Blend Your Data
Data blending is a method for combining data from multiple sources. Data blending brings in additional information from a secondary data source and displays it with data from the primary data source directly in the view.
There are several ways to combine data, each with their own strengths and weaknesses.
Relationships are the default method and can be used in most instances, including across tables with different levels of detail. Relationships are flexible and are adaptable to the structure of the analysis on a sheet by sheet basis. However, you can't create relationships between tables from published data sources.
Joins combine tables by adding more columns of data across similar row structures. This can cause data loss or duplication if tables are at different levels of detail, and joined data sources must be fixed before analysis can begin.
Blends, unlike relationships or joins, never truly combine the data. Instead, blends query each data source independently, the results are aggregated to the appropriate level, then the results are presented visually together in the view. Because of this, blends can handle different levels of detail and working with published data sources. Blends are also established individually on every sheet and can never be published, because there is no true “blended data source”, simply blended results from multiple data sources in a visualization.
Data blending is particularly useful when the blend relationship—linking fields—need to vary on a sheet-by-sheet basis, or when combining published data sources.
Important: Prior to version 2020.2, data blending was often the best way to handle data sources at different levels of detail. These can now be combined with relationships. Relationships have fewer technical limitations than data blending and are the recommended way of combining data when possible. Blending is only encouraged when it is the best method for your data or relationships are not available.
Data blending is performed on a sheet-by-sheet basis and is established when a field from a second data source is used in the view. To create a blend in a workbook already connected to at least two data sources, bring a field from one data source to the sheet—it becomes the primary data source. Switch to the other data source and use a field on the same sheet—it becomes a secondary data source. An orange linking icon will appear in the data pane, indicating which field(s) are being used to blend the data sources.

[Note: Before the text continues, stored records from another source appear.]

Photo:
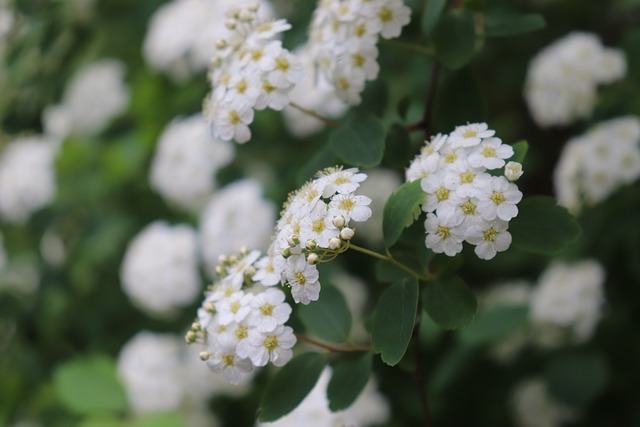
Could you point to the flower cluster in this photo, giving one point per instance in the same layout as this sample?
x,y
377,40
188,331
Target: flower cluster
x,y
250,71
185,161
182,34
567,303
313,228
95,96
240,322
464,202
27,177
562,79
593,165
343,37
160,268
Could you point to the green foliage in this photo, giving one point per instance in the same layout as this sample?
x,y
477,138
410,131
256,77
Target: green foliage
x,y
350,376
454,38
360,141
90,386
450,302
543,227
401,209
328,318
290,386
393,320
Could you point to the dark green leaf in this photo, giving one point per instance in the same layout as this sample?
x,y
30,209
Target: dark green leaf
x,y
401,210
360,141
393,320
493,325
577,377
432,11
90,386
290,386
329,317
350,375
501,25
454,38
450,302
543,227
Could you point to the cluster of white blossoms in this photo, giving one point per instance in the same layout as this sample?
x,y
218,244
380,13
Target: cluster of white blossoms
x,y
314,227
250,70
533,406
186,160
567,303
27,177
160,268
96,95
241,323
595,164
370,408
235,216
562,80
343,39
182,34
464,202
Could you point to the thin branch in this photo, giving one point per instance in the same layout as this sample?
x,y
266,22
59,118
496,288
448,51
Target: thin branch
x,y
312,113
332,348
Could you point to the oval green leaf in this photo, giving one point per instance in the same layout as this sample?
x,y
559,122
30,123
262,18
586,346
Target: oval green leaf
x,y
350,376
393,320
360,141
454,38
290,386
328,318
450,302
90,386
401,210
543,227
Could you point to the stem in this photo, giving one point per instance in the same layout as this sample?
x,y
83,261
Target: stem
x,y
312,113
331,347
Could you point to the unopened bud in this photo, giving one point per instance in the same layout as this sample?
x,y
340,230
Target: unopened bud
x,y
347,233
334,243
339,221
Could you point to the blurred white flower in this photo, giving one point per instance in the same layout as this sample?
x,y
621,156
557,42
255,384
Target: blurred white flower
x,y
95,95
27,177
532,406
595,164
186,160
562,80
567,303
160,268
235,216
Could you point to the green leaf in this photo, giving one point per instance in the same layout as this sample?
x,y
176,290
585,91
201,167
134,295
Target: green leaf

- Ensure that the workbook has multiple data sources. The second data source should be added by going to Data > New data source.

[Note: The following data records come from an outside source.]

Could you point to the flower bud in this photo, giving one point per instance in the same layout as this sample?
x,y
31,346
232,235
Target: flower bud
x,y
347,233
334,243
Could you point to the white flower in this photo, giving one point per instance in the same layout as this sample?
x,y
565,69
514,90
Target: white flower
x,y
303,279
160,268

Tip: Adding another connection to the first data source enables relationships and joins on the Data Source page. Blending requires two or more distinct data sources, listed independently in the Data pane.
- Drag a field to the view. Whichever data source this first field comes from will become the primary data source.
- Switch to another data source and make sure there is a blend relationship to the primary data source.
- If there is an orange linking field icon (), the data sources are automatically linked. As long as there is at least one active link, the data can be blended.
- If there are gray, broken link icons (), click the icon next to the field that should link the two data sources. It will turn orange, representing an active link.
- If a link icon does not appear next to the desired field, see Define blend relationships for blending.
- Drag a field into the view from the secondary data source.
As soon as this second data source is used in the same view, a blend is established. In the example below, our primary data source is Sales Targets and the secondary data source is Sample - Superstore
- The primary data source is indicated with a blue check mark on the data source. Fields from the primary data source used in the view have no indication.
- The secondary data source is indicated with an orange check mark on the data source and an orange bar down the side of the Data pane. Fields from the secondary data source used in the view have an orange check mark.
Data blending requires a primary data source and at least one secondary data source. The first data source used in the view becomes the primary data source and defines the view. This can restrict values from the secondary data source—only values that have corresponding matches in the primary data source appear in the view. This is comparable to a left join.
For example, if the primary data source has a Month field that only contains April, May, and June, any view built around months will only display April, May, and June, even if the secondary data source has values for twelve months. If the desired analysis involves all twelve months, try switching which data source is primary by rebuilding the sheet and using the other data source first.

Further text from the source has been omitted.